In the previous lesson, we learned to use the combine reducer function, which comes with Redux and generates one reducer from several other reducers, delegating to them paths of the state tree.
To gain a deeper understanding of how exactly combined reducers works, we will implement it from scratch in this lesson.
Combine reducers is a function, so I'm writing a function declaration. Its only argument is the mapping between the state keys and the reducers, so I'm just going to call it Reducers.
The return value is supposed to be a reducer itself, so this is a function that returns another function. The signature of the return function is a reducer signature. It has the state and the action.
Now, I'm calling the object key's method, which gives me all the keys of the reducer's object. In our example, this is todos and the visibility filter.
Next, I'm calling the reduce method on the keys, because I want to produce a single value, such as the next state, by accumulating over every reducer key and calling the corresponding reducer.
Each reducer passed through the combine reducers function is only responsible for updating a part of the state. This is why I'm saying that the next state by the given key can be calculated by calling the corresponding reducer by the given key with the current state by the given key and the action.

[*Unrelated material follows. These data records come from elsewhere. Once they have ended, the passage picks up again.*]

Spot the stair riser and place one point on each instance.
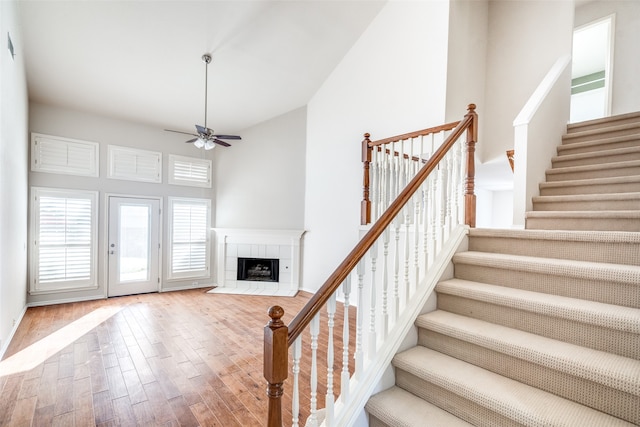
(588, 205)
(571, 138)
(598, 396)
(584, 334)
(465, 409)
(574, 190)
(621, 253)
(623, 294)
(555, 175)
(560, 162)
(603, 123)
(605, 144)
(585, 224)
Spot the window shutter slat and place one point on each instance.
(189, 242)
(189, 171)
(65, 224)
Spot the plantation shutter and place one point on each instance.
(189, 238)
(62, 155)
(64, 240)
(135, 165)
(189, 171)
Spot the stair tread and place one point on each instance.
(603, 120)
(589, 197)
(611, 370)
(508, 397)
(622, 273)
(596, 154)
(604, 129)
(587, 168)
(398, 407)
(592, 181)
(629, 214)
(610, 316)
(553, 235)
(586, 144)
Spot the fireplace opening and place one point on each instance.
(258, 269)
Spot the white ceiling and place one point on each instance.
(141, 60)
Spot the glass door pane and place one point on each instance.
(134, 243)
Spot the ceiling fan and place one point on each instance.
(205, 136)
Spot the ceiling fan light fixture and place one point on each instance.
(205, 137)
(199, 143)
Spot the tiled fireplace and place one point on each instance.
(246, 260)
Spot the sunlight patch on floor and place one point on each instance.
(35, 354)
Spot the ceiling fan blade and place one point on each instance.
(224, 144)
(177, 131)
(201, 129)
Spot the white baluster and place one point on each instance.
(359, 355)
(396, 269)
(408, 210)
(344, 380)
(375, 176)
(314, 326)
(441, 204)
(295, 399)
(426, 222)
(373, 254)
(435, 219)
(416, 234)
(385, 282)
(329, 400)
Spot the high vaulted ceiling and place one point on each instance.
(140, 60)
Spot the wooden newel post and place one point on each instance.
(276, 359)
(365, 205)
(469, 195)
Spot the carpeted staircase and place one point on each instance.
(539, 327)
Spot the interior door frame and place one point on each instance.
(105, 234)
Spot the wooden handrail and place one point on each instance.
(423, 132)
(274, 331)
(368, 146)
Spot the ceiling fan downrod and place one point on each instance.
(206, 58)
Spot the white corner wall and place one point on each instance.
(13, 176)
(392, 81)
(626, 62)
(468, 34)
(260, 180)
(525, 39)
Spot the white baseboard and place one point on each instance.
(13, 331)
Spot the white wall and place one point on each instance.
(392, 81)
(626, 85)
(260, 180)
(466, 65)
(104, 130)
(13, 176)
(525, 39)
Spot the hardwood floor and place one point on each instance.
(183, 358)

The inaudible reduce wants me to return the next accumulated value from the call back, so I'm returning the next state. I'm also specifying an empty object as the initial next state, before all the keys are processed.
There we have it. This is a working reimplementation of combined reducers utility from Redux.
Let's briefly recap how it works. I'm calling combined reducers with an object whose values are the reducer functions and keys are the state field they manage. Inside the generated reducer, I'm retrieving all the keys of the reducers I passed to combine reducers, which is an array of strings, todos and visibility filter.
I'm starting with an empty object for my next state and I'm using the reduce operation of these keys to fill it gradually.
Notice that I'm mutating the next state object on every iteration. This is not a problem, because it is the object I created inside the reducer. It is not something passed from outside, so reducer stays a pure function.
To calculate the next state for a given key, it calls the corresponding reducer function, such as todos or visibility filter.
The generated reducer will pass through the child reducer only if part of its state by the key. If its state is a single object, it's only going to pass the relevant part, such as todos or visibility filter, depending on the current key, and save the result in the next state by the same key.
Finally, we use the array reduce operation with the empty object as the initial next state, that is being filled on every iteration until it is the return value of the whole reduce operation.
In this lesson, you learned how to implement the combined reducers utility that comes with Redux from scratch.
It is not essential to use in Redux, so it is fine if you don't fully understand how it works yet. However, it is a good idea to practice functional programming and understand functions can take other functions as arguments and return other functions, because knowing this will help you get more productive in Redux in the long term.